Among the many questions Davison addresses, the basic ones could be summarised in two: (1) whether extra-terrestrial life (including intelligent life) poses any challenge to a Christian understanding of creation; (2) whether intelligent extra-terrestrial life would require a different history of salvation.
Starting form Aquinas’ notion of creation ex nihilo as the complete dependence of all being upon God and of the infinite perfection of God’s being participated onto creatures, Davison recognises the full value of the whole of the universe, even of inanimate matter, since ‘nothing that exists fails to participate in God’.Footnote 110 Still, given that there are degrees of being, from matter, through plants, to animals and human beings, Davison is ‘warmly disposed’ to acknowledging that ‘additional species … would expand the fullness of creation’s capacity to reflect divine perfection in a creaturely way’.Footnote 111 So, given that creation is always lacking in displaying the perfection of the Creator, Davison argues that more living species might display more of that divine perfection.
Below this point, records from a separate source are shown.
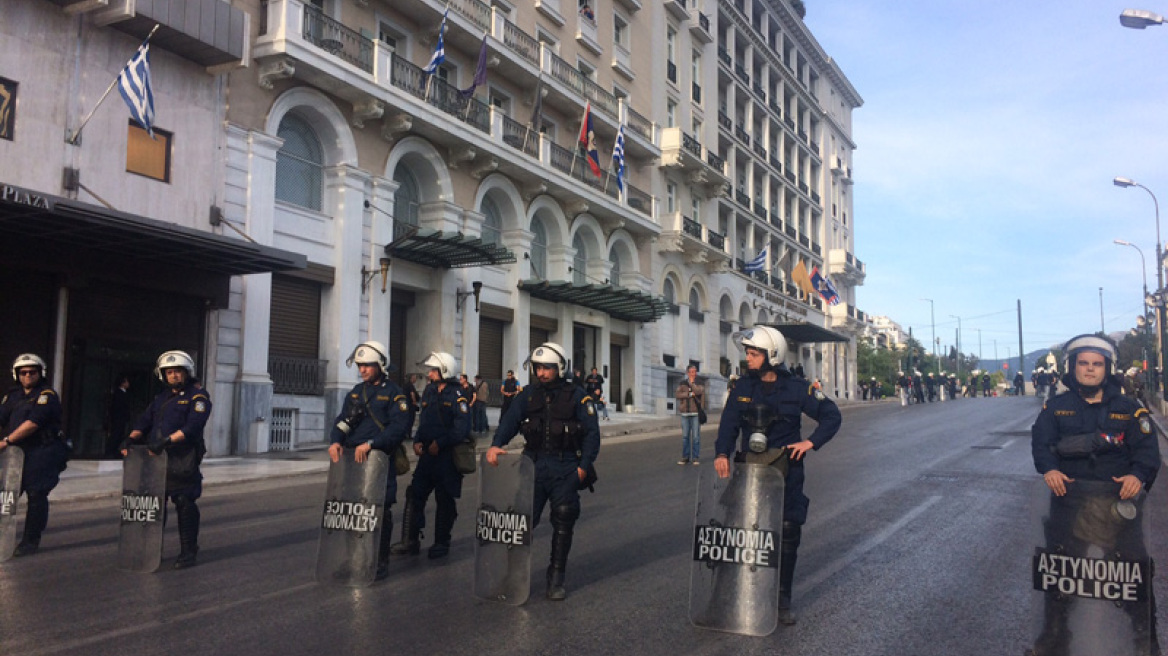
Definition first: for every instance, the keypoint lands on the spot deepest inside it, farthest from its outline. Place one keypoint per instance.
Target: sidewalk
(98, 479)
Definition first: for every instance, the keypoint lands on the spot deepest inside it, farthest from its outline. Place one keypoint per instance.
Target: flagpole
(75, 135)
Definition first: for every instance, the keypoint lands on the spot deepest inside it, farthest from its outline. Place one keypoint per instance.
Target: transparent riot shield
(12, 467)
(735, 577)
(143, 510)
(1091, 572)
(502, 545)
(350, 520)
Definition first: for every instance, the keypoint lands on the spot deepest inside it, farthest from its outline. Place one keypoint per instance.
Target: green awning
(619, 302)
(439, 250)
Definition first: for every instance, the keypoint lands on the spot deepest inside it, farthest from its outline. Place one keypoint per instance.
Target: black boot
(188, 532)
(387, 534)
(792, 534)
(35, 520)
(411, 527)
(444, 523)
(563, 520)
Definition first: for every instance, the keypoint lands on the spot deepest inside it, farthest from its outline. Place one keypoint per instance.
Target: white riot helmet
(1091, 343)
(548, 353)
(174, 360)
(369, 353)
(27, 360)
(766, 340)
(443, 362)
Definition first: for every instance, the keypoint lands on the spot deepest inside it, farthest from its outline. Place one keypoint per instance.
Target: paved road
(918, 544)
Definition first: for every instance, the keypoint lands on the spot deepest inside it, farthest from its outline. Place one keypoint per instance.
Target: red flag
(588, 140)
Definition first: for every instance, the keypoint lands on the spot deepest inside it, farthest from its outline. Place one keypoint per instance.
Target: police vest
(550, 423)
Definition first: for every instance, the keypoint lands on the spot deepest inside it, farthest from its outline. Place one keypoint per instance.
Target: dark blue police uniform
(386, 424)
(46, 452)
(791, 397)
(444, 419)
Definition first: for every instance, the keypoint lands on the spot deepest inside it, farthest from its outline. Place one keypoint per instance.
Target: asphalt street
(918, 543)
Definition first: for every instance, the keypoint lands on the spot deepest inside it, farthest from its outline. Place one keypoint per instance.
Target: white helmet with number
(27, 360)
(369, 353)
(174, 360)
(548, 353)
(443, 362)
(765, 339)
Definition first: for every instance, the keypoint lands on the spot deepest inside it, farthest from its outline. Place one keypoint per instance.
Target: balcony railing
(336, 40)
(521, 42)
(693, 146)
(297, 375)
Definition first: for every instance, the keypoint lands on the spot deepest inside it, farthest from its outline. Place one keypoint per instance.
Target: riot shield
(143, 510)
(735, 577)
(502, 545)
(1090, 572)
(350, 520)
(12, 467)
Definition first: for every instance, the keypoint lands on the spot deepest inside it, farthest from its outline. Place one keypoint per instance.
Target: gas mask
(758, 419)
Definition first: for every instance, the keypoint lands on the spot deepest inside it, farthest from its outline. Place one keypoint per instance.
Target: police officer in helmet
(443, 423)
(1121, 447)
(174, 423)
(557, 419)
(770, 383)
(30, 418)
(375, 416)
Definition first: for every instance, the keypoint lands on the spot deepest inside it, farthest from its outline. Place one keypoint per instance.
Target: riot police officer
(558, 421)
(444, 421)
(1121, 446)
(375, 416)
(30, 418)
(769, 383)
(174, 423)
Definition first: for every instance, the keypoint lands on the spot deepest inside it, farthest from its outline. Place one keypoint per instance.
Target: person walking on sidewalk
(690, 398)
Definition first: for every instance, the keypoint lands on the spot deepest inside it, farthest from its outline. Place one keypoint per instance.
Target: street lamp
(958, 344)
(1139, 19)
(1160, 267)
(932, 322)
(1144, 271)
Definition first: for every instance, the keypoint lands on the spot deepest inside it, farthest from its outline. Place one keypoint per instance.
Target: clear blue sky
(986, 148)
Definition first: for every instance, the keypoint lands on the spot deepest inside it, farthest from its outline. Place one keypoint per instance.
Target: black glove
(157, 444)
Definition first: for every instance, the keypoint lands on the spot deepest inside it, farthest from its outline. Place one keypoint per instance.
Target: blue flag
(133, 84)
(825, 287)
(758, 263)
(439, 55)
(618, 158)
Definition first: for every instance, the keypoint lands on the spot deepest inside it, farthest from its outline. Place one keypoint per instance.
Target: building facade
(346, 194)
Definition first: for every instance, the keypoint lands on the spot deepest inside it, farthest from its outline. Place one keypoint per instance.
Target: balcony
(700, 26)
(682, 151)
(842, 266)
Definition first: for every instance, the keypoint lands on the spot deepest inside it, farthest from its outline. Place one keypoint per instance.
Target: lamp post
(932, 322)
(1147, 326)
(1160, 266)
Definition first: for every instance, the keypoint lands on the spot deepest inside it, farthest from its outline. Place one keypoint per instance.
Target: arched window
(299, 164)
(492, 222)
(408, 196)
(579, 260)
(539, 250)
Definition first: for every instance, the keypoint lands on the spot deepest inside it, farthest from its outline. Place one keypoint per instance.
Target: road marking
(869, 544)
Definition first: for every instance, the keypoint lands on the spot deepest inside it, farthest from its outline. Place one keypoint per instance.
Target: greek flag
(758, 263)
(133, 84)
(439, 55)
(618, 158)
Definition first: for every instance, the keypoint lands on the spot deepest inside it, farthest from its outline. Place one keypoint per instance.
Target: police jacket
(1124, 437)
(558, 417)
(41, 405)
(384, 414)
(790, 397)
(444, 417)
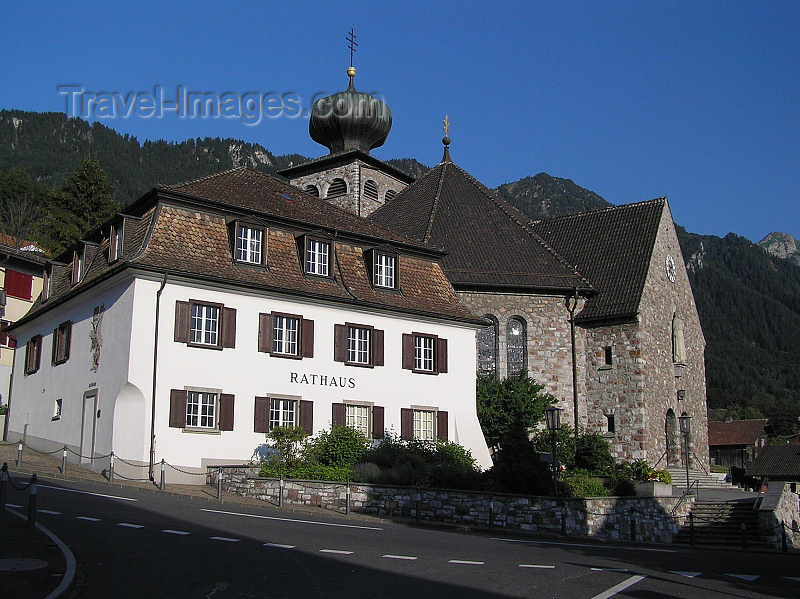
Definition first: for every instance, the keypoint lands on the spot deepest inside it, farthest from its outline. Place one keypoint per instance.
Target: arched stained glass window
(516, 343)
(486, 340)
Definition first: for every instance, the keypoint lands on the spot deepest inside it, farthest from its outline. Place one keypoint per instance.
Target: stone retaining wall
(780, 509)
(639, 518)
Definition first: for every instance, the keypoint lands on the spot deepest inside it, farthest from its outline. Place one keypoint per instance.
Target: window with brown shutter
(18, 284)
(205, 324)
(285, 335)
(424, 353)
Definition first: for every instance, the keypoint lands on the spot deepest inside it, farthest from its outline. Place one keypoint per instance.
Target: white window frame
(424, 424)
(204, 324)
(424, 353)
(385, 274)
(249, 244)
(286, 335)
(359, 417)
(359, 345)
(283, 412)
(202, 409)
(317, 257)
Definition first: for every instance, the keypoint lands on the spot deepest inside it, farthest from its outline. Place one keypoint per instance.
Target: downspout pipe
(151, 470)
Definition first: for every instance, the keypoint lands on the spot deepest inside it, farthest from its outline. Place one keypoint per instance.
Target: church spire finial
(352, 44)
(446, 139)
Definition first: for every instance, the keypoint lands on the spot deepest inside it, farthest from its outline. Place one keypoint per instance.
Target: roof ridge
(523, 223)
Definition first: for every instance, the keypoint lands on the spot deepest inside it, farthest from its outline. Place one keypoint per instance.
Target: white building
(216, 309)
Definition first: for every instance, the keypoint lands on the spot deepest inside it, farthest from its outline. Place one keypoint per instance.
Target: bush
(341, 446)
(584, 486)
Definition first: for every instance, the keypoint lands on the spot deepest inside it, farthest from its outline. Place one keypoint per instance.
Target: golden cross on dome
(351, 43)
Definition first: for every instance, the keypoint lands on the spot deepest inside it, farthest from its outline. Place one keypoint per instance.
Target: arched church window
(486, 340)
(516, 343)
(338, 188)
(371, 190)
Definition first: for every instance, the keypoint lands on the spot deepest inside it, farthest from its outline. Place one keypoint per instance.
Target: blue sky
(697, 101)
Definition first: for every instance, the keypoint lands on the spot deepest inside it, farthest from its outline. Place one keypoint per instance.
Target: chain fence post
(3, 487)
(32, 493)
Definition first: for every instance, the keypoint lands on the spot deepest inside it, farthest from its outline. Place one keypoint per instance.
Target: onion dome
(350, 120)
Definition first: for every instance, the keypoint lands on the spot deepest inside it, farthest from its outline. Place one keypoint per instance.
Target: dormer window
(115, 242)
(249, 244)
(317, 257)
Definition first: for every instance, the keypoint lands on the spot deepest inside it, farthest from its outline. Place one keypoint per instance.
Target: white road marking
(291, 520)
(747, 577)
(88, 493)
(582, 545)
(619, 587)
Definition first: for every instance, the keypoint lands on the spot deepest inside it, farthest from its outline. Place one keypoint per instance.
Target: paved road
(141, 544)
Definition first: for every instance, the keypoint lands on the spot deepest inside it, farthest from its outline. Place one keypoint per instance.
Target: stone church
(596, 306)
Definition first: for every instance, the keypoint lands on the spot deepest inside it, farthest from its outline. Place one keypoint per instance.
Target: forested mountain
(748, 300)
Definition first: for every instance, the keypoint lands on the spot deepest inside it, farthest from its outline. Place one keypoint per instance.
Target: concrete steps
(730, 523)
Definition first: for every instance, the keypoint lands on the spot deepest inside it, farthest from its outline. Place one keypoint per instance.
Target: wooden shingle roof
(612, 248)
(489, 243)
This does not say much, yet, on the question about intelligent living beings somewhere beyond Earth. Their existence might seem to undermine the traditional understanding of human beings as the peak of creation. Still, considering the idea of imago Dei, Davison suggests that this notion should not be considered in competitive or comparative terms, arguing that the image of God could be shared among different material rational species. From a participatory perspective, Davison expects that ‘the realisation of the image to be multifaceted precisely because it is an image of the infinite’.Footnote 112 This means, ultimately, that human beings are not ‘the only creatures in the cosmos that could possesses’ the image of God,Footnote 113 concluding that ‘different rational creatures could possess diverse forms of finite intelligence’,Footnote 114 since ‘human beings do not exhaust what it means to bear even one aspect of the imago dei’.Footnote 115 In fact, as Davison points out, Aquinas does speak of different rationalities, in the broad sense, when considering angels, and even rational material beings when considering whether the celestial bodies moved by spiritual intelligences were rational beings.Footnote 116
This acknowledgement of the possibility of other rational beings across the cosmos flings the doors wide open to theological considerations about the need for their salvation. Davison advocates for the possibility of unfallen rational beings beyond Earth, but he too considers the theological consequences of another fallen species beyond our planet, and whether the human history of salvation would be sufficient for their redemption. In his reply, Davison creatively follows Aquinas’ teachings. First, since God could have saved the whole of humanity without becoming incarnate in Christ, Davison suggests that a ‘theology of a single Incarnation in the entire cosmos could generally quite easily stretch to take in and affect species elsewhere’.Footnote 117 However, if ‘Christ’s example is the essence of his saving work, then multiple Incarnations may provide a better alternative’.Footnote 118 Now, Aquinas certainly allowed for the possibility of multiple Incarnations of any of the three persons of the Trinity as long as the nature that is being assumed has certain dignity, such as being rational (see questions 3 and 4 of the third part of the Summa Theologiae).Footnote 119 In relation to the dignity, Davison argues that even if Aquinas explicitly claims that only human nature is assumable, one should not exclude the possibility that extra-terrestrial beings, which Aquinas did certainly not have in mind, might fulfil the criteria of rationality.Footnote 120 Thus, were there more than one rational material species in the universe, Davison is prone to accept the possibility of different incarnations in different species.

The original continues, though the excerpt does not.